Brilliant women

By now you may have picked up on the occasional note of desperation in my blogging. A little exhaustion, feeling spread a wee bit thin. This year has been the most demanding and rewarding year in my life, and it left me feeling at a very low ebb in my emotional resources. This weekend was just the recharge that I needed.

I went to the Mormon Women’s Forum Counterpoint Conference. They invited me to speak on the work I’ve been doing for WAVE, and so I got to spend the weekend hanging out with my feminist heroes, my dear friends, and surround myself in this supportive community that extended me blessings and love and every good thing.

The writing and activism stuff I’ve been doing has been so rewarding to me, but it is emotionally costly. This weekend I felt all of that emotion I’ve been putting out given back to me in the most beautifully tender ways.

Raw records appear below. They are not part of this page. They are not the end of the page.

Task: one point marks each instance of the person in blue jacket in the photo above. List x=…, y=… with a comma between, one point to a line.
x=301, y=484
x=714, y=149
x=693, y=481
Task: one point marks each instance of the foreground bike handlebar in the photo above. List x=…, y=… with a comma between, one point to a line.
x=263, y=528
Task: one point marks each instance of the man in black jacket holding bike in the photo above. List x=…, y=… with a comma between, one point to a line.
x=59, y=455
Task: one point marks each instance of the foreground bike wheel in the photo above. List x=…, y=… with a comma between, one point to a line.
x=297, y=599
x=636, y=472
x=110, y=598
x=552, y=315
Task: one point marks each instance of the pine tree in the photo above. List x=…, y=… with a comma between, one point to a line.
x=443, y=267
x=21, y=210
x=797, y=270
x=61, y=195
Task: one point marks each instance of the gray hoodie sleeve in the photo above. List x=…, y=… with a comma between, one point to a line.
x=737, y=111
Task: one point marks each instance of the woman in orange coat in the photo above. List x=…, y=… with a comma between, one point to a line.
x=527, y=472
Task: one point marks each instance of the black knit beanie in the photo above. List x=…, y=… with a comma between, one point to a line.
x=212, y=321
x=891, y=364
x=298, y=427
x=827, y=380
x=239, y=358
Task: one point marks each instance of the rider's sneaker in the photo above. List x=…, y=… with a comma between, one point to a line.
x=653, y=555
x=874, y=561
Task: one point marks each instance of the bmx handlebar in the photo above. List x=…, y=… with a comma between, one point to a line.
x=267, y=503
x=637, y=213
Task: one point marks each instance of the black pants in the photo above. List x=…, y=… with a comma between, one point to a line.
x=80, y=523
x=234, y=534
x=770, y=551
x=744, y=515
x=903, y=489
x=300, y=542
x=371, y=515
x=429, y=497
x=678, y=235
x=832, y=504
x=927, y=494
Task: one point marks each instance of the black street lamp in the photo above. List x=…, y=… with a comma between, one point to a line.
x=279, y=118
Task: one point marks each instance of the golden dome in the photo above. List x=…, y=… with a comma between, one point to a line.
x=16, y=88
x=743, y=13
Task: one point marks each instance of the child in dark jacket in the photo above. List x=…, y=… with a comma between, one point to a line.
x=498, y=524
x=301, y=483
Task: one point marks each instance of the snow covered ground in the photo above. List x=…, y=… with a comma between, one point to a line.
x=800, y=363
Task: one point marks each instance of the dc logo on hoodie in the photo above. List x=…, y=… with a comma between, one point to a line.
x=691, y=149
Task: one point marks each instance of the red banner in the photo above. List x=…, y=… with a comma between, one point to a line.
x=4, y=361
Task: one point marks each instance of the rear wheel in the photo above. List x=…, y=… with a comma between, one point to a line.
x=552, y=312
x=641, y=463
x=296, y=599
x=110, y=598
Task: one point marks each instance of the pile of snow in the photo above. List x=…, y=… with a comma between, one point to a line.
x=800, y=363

I’ve also learned about an exciting new charity that I feel compelled to get involved with. Judy Dushku, that beautiful silver fox in the photo, runs an African charity for survivors of war trauma. I’ll write up a better post in the future, but it was so personally meaningful to me, and so incredibly moving, that after her speech I had to just go up to her, hold her hands, and say, “I want in.”

Which seems to be leaving my mouth a lot these days. I’ve also been pitching in a little bit behind the scenes of a really wonderful magazine for Mormon women, Exponent II, and my friends there have tried to protect me from myself by volunteering to go easy on me. But I can’t help myself. There’s a lot in this world I care about and I want to be involved in all of it.

I had a former bishop who used to always say, “A change is as good as a rest.” When someone would get exhausted and frustrated by volunteering in one capacity, he’d ask them to volunteer somewhere else. He did this with his kids too. When they would whine about doing yard work, he’d send them inside to fold laundry. A change of environment, a use of different muscles, could be just as comforting as taking a break and twice as productive. This is a principle that works in my life. I get exhausted with fighting bureaucracy for Atti’s care, so I write something, and when I get sick of writing something, I make something. It’s a careful balancing act, but it is FAR more rewarding than taking a nap.

In order to pull it off, I just need to relish the weekends I get like this last one, surrounded by friends who cheer me on and prove to me where the true rewards in life are.